Nadia Ciani, autrice del
libro “Storie di donne nella toponomastica romana” uscito nel 2017 per Ediesse
ha affermato che “La memoria conferisce vivezza alla storia. Eppure, solo con
l’analisi storica e documentale è possibile comprendere l’origine degli eventi
e collocarli nel fluire del tempo, capire le cause e le conseguenze dei fatti
storici. Solo attraverso la lente della storia è possibile davvero penetrare
nel groviglio delle epoche passate e far sì che quel passato possa illuminare
anche la comprensione del nostro presente. L’attenzione alla storia permette di
formulare opinioni e giudizi consapevoli sulla realtà attuale e pure di gettare
uno sguardo lungo verso il futuro.”
A Gorizia, io credo, questo
sia ancor di più necessario, tenuto conto della complessità e quindi anche
della ricchezza del nostro territorio.
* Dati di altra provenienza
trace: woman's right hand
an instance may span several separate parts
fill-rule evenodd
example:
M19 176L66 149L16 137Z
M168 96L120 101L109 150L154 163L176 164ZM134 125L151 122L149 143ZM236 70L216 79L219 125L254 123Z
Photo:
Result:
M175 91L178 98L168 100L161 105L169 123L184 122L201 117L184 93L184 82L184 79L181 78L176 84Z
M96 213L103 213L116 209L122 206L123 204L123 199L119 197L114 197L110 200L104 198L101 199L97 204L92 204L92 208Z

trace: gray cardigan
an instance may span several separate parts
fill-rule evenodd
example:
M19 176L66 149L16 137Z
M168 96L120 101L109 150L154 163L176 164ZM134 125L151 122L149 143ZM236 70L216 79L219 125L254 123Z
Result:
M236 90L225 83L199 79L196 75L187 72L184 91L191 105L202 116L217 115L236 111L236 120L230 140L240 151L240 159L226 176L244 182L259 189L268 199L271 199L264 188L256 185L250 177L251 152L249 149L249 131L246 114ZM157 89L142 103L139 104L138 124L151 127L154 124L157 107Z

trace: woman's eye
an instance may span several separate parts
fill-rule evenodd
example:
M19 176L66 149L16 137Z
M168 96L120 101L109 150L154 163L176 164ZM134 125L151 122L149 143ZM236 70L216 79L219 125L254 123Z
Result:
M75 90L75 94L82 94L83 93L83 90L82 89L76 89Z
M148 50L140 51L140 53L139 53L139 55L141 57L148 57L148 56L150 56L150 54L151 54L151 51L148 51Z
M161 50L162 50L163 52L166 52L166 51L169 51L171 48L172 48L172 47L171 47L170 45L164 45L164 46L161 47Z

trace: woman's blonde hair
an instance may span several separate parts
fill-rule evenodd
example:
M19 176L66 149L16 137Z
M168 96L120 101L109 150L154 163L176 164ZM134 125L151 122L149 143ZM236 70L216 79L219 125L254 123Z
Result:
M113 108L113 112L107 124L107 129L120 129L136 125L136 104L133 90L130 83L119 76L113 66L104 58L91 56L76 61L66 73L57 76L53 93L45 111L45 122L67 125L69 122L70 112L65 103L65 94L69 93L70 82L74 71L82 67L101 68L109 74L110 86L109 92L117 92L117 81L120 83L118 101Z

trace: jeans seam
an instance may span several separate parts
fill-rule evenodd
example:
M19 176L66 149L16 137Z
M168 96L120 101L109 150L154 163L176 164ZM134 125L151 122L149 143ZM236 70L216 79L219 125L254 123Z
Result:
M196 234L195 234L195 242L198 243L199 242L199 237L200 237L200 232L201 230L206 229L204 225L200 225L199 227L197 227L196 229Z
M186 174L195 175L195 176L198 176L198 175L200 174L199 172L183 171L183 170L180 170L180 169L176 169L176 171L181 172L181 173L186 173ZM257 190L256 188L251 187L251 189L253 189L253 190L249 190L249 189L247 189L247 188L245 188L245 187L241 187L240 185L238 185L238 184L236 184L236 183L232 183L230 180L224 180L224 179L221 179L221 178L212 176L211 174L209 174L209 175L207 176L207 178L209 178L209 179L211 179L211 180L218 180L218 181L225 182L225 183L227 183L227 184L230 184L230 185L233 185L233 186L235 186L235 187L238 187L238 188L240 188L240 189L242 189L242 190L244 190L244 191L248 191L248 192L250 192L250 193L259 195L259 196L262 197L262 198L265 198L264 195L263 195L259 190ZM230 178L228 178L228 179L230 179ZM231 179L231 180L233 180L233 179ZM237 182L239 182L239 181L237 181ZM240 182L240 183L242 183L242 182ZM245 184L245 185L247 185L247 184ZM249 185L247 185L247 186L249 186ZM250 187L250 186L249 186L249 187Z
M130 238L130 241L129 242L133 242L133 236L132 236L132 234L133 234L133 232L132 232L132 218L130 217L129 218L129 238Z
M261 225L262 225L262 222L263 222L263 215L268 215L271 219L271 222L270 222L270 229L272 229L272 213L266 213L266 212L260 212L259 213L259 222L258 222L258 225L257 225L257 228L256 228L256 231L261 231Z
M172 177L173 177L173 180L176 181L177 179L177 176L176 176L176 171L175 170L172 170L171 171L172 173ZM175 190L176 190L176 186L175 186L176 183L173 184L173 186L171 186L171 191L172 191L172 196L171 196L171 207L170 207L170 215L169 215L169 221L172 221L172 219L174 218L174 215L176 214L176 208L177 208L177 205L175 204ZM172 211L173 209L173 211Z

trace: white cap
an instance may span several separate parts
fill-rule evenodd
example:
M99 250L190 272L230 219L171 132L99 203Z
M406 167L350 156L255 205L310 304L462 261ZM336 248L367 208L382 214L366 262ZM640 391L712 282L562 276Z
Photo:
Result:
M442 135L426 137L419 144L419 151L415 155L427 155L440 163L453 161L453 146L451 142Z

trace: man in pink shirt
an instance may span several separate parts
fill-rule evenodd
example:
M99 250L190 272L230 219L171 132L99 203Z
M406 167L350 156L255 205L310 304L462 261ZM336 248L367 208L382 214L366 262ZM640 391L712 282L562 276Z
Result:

Ed è per questo motivo che una
riflessione sulla toponomastica cittadina, presente passata e futura, andrebbe
necessariamente fatta, prima ancora di ragionare sulla opportunità o meno di intitolare
una via ai “Vegetariani”, come è stato di recente fatto nella zona artigianale
delle Casermette ed ignorare del tutto le origini goriziane dei fratelli Rusjan,
pionieri del volo, e che, giustamente, la nipote Grazia impegna ogni sua
energia per mantenerne vivo il ricordo. Fino al punto di farsi carico delle
spese per la costruzione e posa in opera di una targa ricordo posta sulla facciata
della casa di via Cappella 8 dove i pionieri del volo vissero.